DREAMING UNDER A DIFFERENT MOON To 22 December.

Manchester.

DREAMING UNDER A DIFFERENT MOON
by Janine Waters music & lyrics by Simon Waters.

The Edge Theatre & Arts Centre Manchester Road Chorlton Manchester M21 9JG To 22 December 2012.
Runs 2hr 15min One interval.
Review: Timothy Ramsden 21 December.

Nothing run of the mill about place or play in a happy theatrical venture
Among the suburban warren of South Manchester, on a street curiously unassertive for the name Manchester Road, in a building half-hidden behind a Methodist Church and up an assertively Victorian staircase to a former Sunday School – well, it’s not your standard drama venue is it? So, is it a family concern? It’s website uses the name “watersedgearts” and here’s the first full production, among classes in theatre and visiting one-offs – created and directed by people named Waters.

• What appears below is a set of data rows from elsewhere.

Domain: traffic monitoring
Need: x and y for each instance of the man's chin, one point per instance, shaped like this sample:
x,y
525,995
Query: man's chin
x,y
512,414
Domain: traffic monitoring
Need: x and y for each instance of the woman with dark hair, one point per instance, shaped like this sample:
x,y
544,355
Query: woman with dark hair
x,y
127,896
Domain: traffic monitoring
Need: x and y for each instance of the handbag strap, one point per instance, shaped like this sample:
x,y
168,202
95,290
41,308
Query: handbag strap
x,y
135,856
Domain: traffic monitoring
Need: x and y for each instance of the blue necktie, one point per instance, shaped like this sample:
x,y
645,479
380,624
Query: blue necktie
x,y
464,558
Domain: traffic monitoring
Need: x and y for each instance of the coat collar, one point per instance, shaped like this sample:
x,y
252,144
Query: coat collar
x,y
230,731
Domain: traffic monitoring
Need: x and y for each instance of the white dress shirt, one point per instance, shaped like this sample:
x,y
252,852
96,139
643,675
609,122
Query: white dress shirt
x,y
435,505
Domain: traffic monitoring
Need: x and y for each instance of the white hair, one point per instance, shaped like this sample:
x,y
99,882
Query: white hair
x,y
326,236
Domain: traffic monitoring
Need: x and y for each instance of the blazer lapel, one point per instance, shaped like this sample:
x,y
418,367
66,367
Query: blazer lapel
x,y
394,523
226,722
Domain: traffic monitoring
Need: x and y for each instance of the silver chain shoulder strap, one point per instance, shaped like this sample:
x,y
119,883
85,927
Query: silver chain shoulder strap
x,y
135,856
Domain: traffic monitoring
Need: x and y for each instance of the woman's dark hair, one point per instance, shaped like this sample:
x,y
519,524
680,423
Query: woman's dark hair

If it all seems somewhat curious, slightly left-field, a tad irregular that’s (a) a good thing in days of flat-pak, multi-page, criteria-laden funding application forms, and (b) entirely consistent with this strange but enjoyable play with songs.

Not a bad piece for the time of year, with a fairytale-like edge of fantasy and colour, it turns its back on the room’s high-raised proscenium stage for a fit-up platform, where Gareth Starkey’s lighting can emphasise designer Kevin Freeman’s metallic scaffolding, suggesting constriction (actual bars at the start) or a disorganised array of softer, vibrant-coloured textures.

Lives are disorganised too. Edwardian Cassie, in the Peter Pan era, mourns her dead mother, while living with a father whose own state has frozen his creativity. He’s past taking notice of Cassie’s outcries when she experiments with medicine or drugs, putting her into an altered state that frightens and leaves her apparently among an 18th-century acting troupe. Except they’re all at sea, abandoned without fuel or nourishment to sustain them by a government that’s outlawed artistic freedom. And not in the 18th-century.

As Dr Who meets Goldoni, a stern-voiced theatre director, alone aloft, is a new authority-figure, whose players’ talent to amuse is used to abuse and accuse each other. The flair of Jenny Platt’s Eliana and Jos Vantyler’s Fausto to hammer-and-tongs it has an immediacy that can sideline the anxieties of Paislie Reid’s more emotionally-shaded Cassie.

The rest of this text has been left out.